Paper No. 3
Presentation Time: 9:30 AM


LIVESAY, Lucy1, NEWMAN, Alice C.2, YOURD, Amanda R.1 and TITUS, Sarah1, (1)Dept. of Geology, Carleton College, Northfield, MN 55057, (2)Dept. of Geology, University of Vermont, Burlington, VT 05405,

Although Parkfield, CA is well studied from a geophysical perspective, few recent studies have focused on the surface geology. We examine deformation bands developed in a syncline near Parkfield between the San Andreas fault and the Coast Range thrust. These tabular structures, unique to porous granular material, are found in poorly-cemented sandstones of the Pliocene Etchegoin Formation. Their orientations can be used to examine patterns of deformation adjacent to the San Andreas fault in central California.

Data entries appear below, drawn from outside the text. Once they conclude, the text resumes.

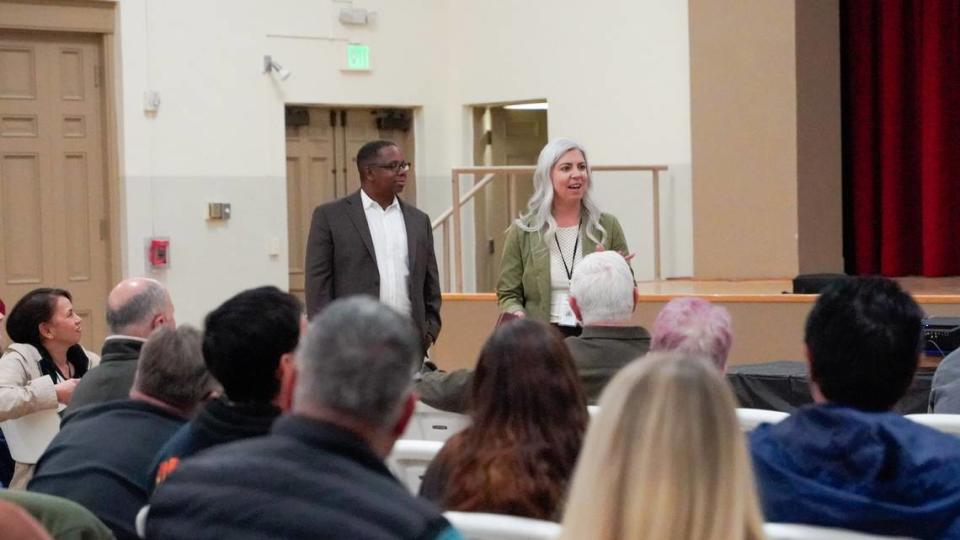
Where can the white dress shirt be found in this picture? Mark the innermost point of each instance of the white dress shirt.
(565, 253)
(389, 233)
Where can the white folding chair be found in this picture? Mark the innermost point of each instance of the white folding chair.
(795, 531)
(749, 419)
(409, 460)
(431, 424)
(947, 423)
(479, 526)
(140, 522)
(30, 435)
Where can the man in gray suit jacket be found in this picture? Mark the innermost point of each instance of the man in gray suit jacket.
(372, 243)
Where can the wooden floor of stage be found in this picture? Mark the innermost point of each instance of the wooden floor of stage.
(768, 324)
(918, 286)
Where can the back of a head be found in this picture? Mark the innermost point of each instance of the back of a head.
(529, 416)
(864, 340)
(358, 359)
(171, 368)
(664, 458)
(245, 337)
(133, 315)
(523, 355)
(603, 288)
(693, 326)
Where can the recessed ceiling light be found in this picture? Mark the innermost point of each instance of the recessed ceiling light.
(541, 106)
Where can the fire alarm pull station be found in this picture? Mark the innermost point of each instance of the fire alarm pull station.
(159, 252)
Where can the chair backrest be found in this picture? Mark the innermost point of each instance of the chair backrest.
(479, 526)
(749, 419)
(431, 424)
(947, 423)
(795, 531)
(29, 435)
(409, 460)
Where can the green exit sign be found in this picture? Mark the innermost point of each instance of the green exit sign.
(358, 57)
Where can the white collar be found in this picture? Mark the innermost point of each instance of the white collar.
(367, 201)
(121, 336)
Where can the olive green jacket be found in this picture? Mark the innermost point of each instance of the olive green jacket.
(524, 282)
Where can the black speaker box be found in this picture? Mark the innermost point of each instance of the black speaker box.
(814, 283)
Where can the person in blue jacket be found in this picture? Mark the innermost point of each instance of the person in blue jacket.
(848, 461)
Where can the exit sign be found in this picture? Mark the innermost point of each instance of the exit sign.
(358, 57)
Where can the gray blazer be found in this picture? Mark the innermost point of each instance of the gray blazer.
(341, 261)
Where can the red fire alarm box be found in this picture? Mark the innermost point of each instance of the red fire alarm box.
(159, 252)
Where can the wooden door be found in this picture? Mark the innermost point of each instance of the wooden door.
(517, 136)
(53, 216)
(311, 181)
(322, 167)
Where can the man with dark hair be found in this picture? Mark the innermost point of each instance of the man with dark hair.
(848, 461)
(135, 308)
(248, 345)
(372, 243)
(320, 472)
(100, 455)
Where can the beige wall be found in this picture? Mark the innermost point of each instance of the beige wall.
(765, 327)
(765, 126)
(819, 167)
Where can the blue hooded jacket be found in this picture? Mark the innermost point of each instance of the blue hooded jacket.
(880, 473)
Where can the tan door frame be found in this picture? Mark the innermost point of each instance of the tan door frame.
(90, 17)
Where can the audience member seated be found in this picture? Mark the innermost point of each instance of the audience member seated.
(42, 366)
(248, 345)
(63, 519)
(320, 472)
(694, 326)
(101, 456)
(528, 417)
(602, 297)
(135, 308)
(945, 388)
(847, 460)
(19, 525)
(664, 458)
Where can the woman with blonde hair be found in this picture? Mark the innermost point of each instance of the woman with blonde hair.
(562, 224)
(664, 459)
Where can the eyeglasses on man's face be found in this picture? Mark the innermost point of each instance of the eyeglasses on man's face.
(395, 166)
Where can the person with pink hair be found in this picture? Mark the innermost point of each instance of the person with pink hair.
(694, 325)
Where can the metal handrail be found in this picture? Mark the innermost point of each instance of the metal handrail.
(490, 172)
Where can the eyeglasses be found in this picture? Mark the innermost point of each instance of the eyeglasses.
(395, 166)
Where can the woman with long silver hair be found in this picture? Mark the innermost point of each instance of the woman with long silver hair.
(543, 246)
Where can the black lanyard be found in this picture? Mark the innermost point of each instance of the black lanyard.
(573, 259)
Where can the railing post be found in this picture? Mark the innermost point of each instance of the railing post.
(511, 198)
(656, 224)
(445, 229)
(457, 252)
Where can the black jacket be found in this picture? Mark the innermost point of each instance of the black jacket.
(307, 479)
(113, 378)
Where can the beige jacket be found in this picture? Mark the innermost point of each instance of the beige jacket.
(22, 388)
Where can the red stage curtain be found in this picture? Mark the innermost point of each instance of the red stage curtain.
(901, 135)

Deformation bands within the syncline are typically either individual bands or zones of multiple, closely spaced bands. We interpret both types as small faults, where each band accommodates mm- to cm-displacements. Deformation bands are more numerous on the fold limb closest to the San Andreas fault suggesting that they record seismic events. At this location, we observe five distinct orientations. One set strikes WNW, parallel to bedding, and dips 45-65˚ N, slightly shallower than bedding. This set likely parallels foresets in the sandstone and is always cut by the other four sets of deformation bands, which are themselves mutually cross-cutting. The four sets dip 70-80˚ and form two conjugate pairs striking ~040˚ and ~350˚. Absolute motion is difficult to determine, but apparent offsets in cross-section are always normal. In plan-view, the 350˚-striking set has dextral offsets while the 040˚-striking set has sinistral offsets. One fault surface in a deformation band zone has oblique-slip lineations suggesting that offset on many bands could be a combination of normal and strike-slip motion.

We believe that the four sets of deformation bands are syn- or post-folding features because unfolding the syncline causes more scatter to their conjugate geometries. Thus, these structures may be used to infer recent stresses. We estimate the orientation of the maximum principal stress direction (σ1) by bisecting the acute angle between the conjugate sets. Thus, σ1 is subhorizontal trending towards 015˚, approximately 55˚ from the local strike of the San Andreas fault. This orientation matches other studies including shallow observations in the SAFOD pilot hole and calculations from earthquake focal mechanisms. Our field observations from Parkfield have implications for the weak fault model for the San Andreas fault.